(Editors’ note: The Midland Courier is reprinting the columns of the late Atty. Benedicto T. Carantes as a tribute to one of its long-time columnists. This piece was published on Aug. 24, 2008)
In earlier days when most of mankind was naïve and innocent but pure of heart, signs meant exactly what they said.
But as time went on and people became more aware if not smarter because of advanced technology that constricted the world to a nearly small community, where countries were constantly in touch with one another bringing practically all earthlings closer communications, the Filipino was soon transformed into a smart aleck individual whose once meek voice, not surprisingly, turned into a loudmouth.
For example, a sign that reads: “Slow Men Working” meant exactly that, but pretty soon became a butt of jokes among motorists, referring to the meaning of “slow” as the bodywork of the poor street diggers.
Government did not find the comments humorous, and promptly changed the sign to “Slow Down, Men at Work.”
Still another sign that said “Slippery When Wet” sent the DOMS (dirty old men) into fits of laughter and lust, and once again government reacted by changing the sign to read “Road Slippery When Wet.”
And sometime too, nature itself intervenes.
A casino that prided itself in being open 24 hours a day by posting a neon sign that proclaimed “We Never Close,” suffered some embarrassment when the “c” went on the blink so that the sign then read “We Never Lose.”
Closer to home – and this is one for the books – when the Capitol building was constructed, the façade had an imposing sign that said “Benguet Capitol”, in big, bold letters.
One day, a really strong typhoon came along and broke off some of the letters, and it then read “Ben Itol.”
Unless you are an old-timer like me with Ibaloy blood running thru your veins, the joke is probably lost upon you.
You see, the Benguet governor at that time is the much-lamented Ben Palispis, who was quite known in his life as a ladies’ man, and “itol” is the Ibaloy word for horny.
Believe it or not, I heard the story from the Gob himself during one of his many jolly moods, and while expressing feigned anger, I suspect he enjoyed the joke immensely, albeit at his expense.
Even presidents are not spared by the dirty and naughty-minded.
President Elpidio Quirino was said to relieve himself on a golden chamber pot (arinola) each time he woke up in the middle of the night by simply raising his apron pajamas, but research would later prove that the story was nothing but a propaganda concoction of the CIA (Central Intelligence Agency) because they wanted Quirino out of office for his refusal to tow the American line, and his presidential opponent, Ramon Magsaysay, was a much easier guy to talk to.
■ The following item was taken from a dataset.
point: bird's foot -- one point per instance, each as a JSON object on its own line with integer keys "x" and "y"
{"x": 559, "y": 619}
To this day, Magsaysay remains the most beloved Philippine president, but Quirino will always be remembered as the president when the P120 a month minimum wage could support a family, with enough left to send the children through the grades and even high school.
Former President Diosdao Macapagal was dubbed as the poor boy from Lubao, Pampanga but one cannot say the same thing of his daughter, President Gloria Arroyo.
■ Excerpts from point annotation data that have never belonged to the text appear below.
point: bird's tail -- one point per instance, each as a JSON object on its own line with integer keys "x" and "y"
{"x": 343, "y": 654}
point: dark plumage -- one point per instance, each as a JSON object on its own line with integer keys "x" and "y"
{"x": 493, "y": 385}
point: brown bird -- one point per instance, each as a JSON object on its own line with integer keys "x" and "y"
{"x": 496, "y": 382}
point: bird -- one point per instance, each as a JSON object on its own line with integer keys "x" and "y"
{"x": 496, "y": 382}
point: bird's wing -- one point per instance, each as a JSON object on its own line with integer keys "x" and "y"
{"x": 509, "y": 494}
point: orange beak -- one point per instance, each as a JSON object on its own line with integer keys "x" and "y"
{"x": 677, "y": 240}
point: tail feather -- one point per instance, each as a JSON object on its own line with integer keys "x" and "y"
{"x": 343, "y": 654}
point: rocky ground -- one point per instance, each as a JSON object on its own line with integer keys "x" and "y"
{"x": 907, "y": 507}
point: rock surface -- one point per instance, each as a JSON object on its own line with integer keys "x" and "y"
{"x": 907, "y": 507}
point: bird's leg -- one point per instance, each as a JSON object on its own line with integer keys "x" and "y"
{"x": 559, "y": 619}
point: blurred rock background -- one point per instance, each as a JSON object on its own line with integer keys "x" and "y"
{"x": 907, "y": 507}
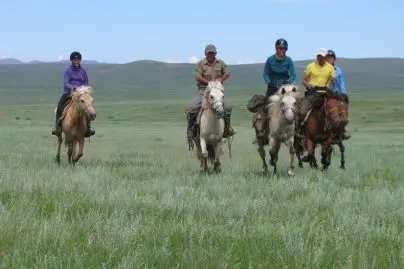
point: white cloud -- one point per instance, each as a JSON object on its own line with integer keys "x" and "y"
{"x": 244, "y": 62}
{"x": 193, "y": 59}
{"x": 62, "y": 57}
{"x": 286, "y": 1}
{"x": 174, "y": 61}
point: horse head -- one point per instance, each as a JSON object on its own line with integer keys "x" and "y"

After all, she is married to a rich Tuason-Arroyo.
Poor Ferdinand Marcos, Sr. and Joseph “Erap” Estrada, notorious ladies’ men, and it was women that brought them down, one even outshone the two in what they were supposed to be good at.
Marcos and Erap got their fingers caught in the cookie jar – chopped off actually – but not so with their daintily manicured fingernails.
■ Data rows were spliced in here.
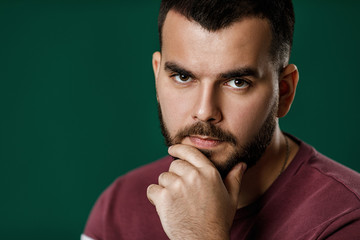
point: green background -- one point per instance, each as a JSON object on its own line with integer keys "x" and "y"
{"x": 78, "y": 107}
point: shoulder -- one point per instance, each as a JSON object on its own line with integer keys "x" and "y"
{"x": 123, "y": 211}
{"x": 336, "y": 176}
{"x": 139, "y": 179}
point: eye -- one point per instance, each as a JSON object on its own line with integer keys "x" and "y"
{"x": 238, "y": 83}
{"x": 181, "y": 78}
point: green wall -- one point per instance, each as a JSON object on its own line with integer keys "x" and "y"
{"x": 78, "y": 107}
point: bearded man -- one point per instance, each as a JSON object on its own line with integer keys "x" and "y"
{"x": 223, "y": 80}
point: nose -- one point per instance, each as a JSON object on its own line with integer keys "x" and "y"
{"x": 207, "y": 105}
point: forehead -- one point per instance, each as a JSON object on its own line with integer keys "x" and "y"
{"x": 243, "y": 43}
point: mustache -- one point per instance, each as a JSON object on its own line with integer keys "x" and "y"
{"x": 204, "y": 129}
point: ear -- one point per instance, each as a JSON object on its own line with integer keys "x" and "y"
{"x": 156, "y": 64}
{"x": 289, "y": 79}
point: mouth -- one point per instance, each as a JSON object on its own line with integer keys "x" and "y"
{"x": 204, "y": 142}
Please, I am not talking about Imelda Marcos.
After two weeks of showcasing the greatest sports spectacle ever, China brings down the curtains on the Beijing Olympics, firmly establishing itself as the world’s latest sports power.
But the pride of the Olympic village was swimming phenomenon Michael Phelps, although the credit to the lad’s record breaking eight medals belongs largely to his mom and two elder sisters, particularly. For Michael’s exemplary behavior and humility; also, to swimmer Jason Lesak for anchoring the two U.S. gold medal relays, and of course to the Chinese for their feng shui of eight that extended to Phelp’s good fortune.
Let’s not forget too the ever-gracious gymnast Shawn Johnson, embracing the winners without showing any trace of bitterness or disappointment, even after losing out on the gold by the slimmest of margins, twice by a fraction of .05.
And when she finally won a gold on her final event, she was magnanimous in victory – ever gracious, still smiling, ever so humble.
So young, and yet so mature.
Compare that to her American counterpart in the women’s pole event, who said it was time to kick Russian butt, and got her ass kicked by her closest rival instead, who understands English.
It was the nasty remarks of her American opponent that inspired the Russian medalist to do everything to win the gold and win the gold she did.
In the future, all American athletes should take lessons in sportsmanship and humility from Shawn and Dana Torres, the latter age 41, still competing with girls young enough to be her daughters.
Winning two silvers in two heartbreaking finishes that could have won her the gold, Torres, when later asked if this was her last Olympic stint, answered that she will only be 45 years old when the London Olympics comes around 4 years from now.
And last but not the least, the Chinese are unbeatable when putting up a show, complete with digital magic and voice substitutions.
Our hats off to the People’s Republic of China.